Un pirate d'ebooks sauvé du pénal par la Cour de Rotterdam

Nicolas Gary - 24.01.2013

Lecture numérique - Législation - piratage d'ebooks - contrefaçon - propriété intellectuelle


Un tribunal néerlandais vient de porter l'assaut contre un vil criminel : un pirate de livres numériques. Ce dernier a reconnu avoir téléchargé 5000 livres numériques depuis le site BitTorrent. Une sacrée bibliothèque ainsi constituée, qui fait enrager le BREIN, organisme néerlandais de lutte contre la contrefaçon.

 

 

piraten van het informatieluchtruim

verbeeldingskr8, (CC BY-NC-SA 2.0)

 

 

Stefan K. a connu les affres des procédures juridiques, alors que dans un premier temps, son cas a été porté au pénal par le BREIN. Et les conséquences auraient pu être très douloureuses, sans l'intervention d'un bon avocat. Celui-ci a fait en effet valoir que pour les accusations portées contre son client, le ministère public n'avait en fait pas le droit d'attaquer au pénal, et la plainte devait être requalifiée et présentée devant un tribunal civil. 

 

En d'autres termes, les ayants droit devaient faire le procès eux-mêmes, et porter plainte non par le biais du BREIN, mais sur leur propre initiative. Selon l'argumentation de l'avocat, le piratage sur le net ne peut pas relever du droit pénal. Une législation locale souligne en effet que les cas de violation de la propriété intellectuelle doivent être traités devant un tribunal en civil.

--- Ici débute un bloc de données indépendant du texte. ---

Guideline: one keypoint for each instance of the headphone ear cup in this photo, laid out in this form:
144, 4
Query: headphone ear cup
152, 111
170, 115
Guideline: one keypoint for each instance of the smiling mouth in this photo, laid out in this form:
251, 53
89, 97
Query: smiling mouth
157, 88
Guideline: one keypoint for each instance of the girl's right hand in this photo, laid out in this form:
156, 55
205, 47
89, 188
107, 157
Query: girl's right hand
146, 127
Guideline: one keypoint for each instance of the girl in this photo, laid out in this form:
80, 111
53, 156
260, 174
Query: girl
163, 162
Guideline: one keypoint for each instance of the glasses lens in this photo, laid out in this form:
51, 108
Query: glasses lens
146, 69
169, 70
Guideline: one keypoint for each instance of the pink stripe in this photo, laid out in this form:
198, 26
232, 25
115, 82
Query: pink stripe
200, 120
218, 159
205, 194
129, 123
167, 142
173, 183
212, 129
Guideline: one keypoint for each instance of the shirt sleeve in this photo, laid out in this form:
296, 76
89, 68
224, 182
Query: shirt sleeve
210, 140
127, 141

Ce n'est que dans des cas exceptionnels que le procureur de la République peut prendre en charge une affaire.

 

Frustration, donc, puisque le BREIN entendait vraisemblablement faire un cas d'école, et qui sait, une jurisprudence. Le tribunal de Rotterdam a validé l'argument de l'avocat : il faudra donc reprendre la procédure depuis le début, et rien n'empêche désormais les ayants droit de porter plainte. Le BREIN pourra rester en embuscade, mais n'est pas fondé en loi pour agir à leur place. 

 

Pour l'avocat des plaignants, la décision de la cour est incompréhensible : l'affaire aurait dû être poursuivie. « Bien sur, certaines personnes téléchargent un petit nombre de fichiers. Cependant, dans ce cas, c'est un très grand nombre de fichiers dont on parle, et cela signifie que la loi ne devrait pas s'appliquer de manière aussi stricte. » 

 

Pour l'heure, on ne sait pas si le BREIN et les éditeurs feront appel de cette décision. Dans tous les cas, l'affaire fera grand bruit.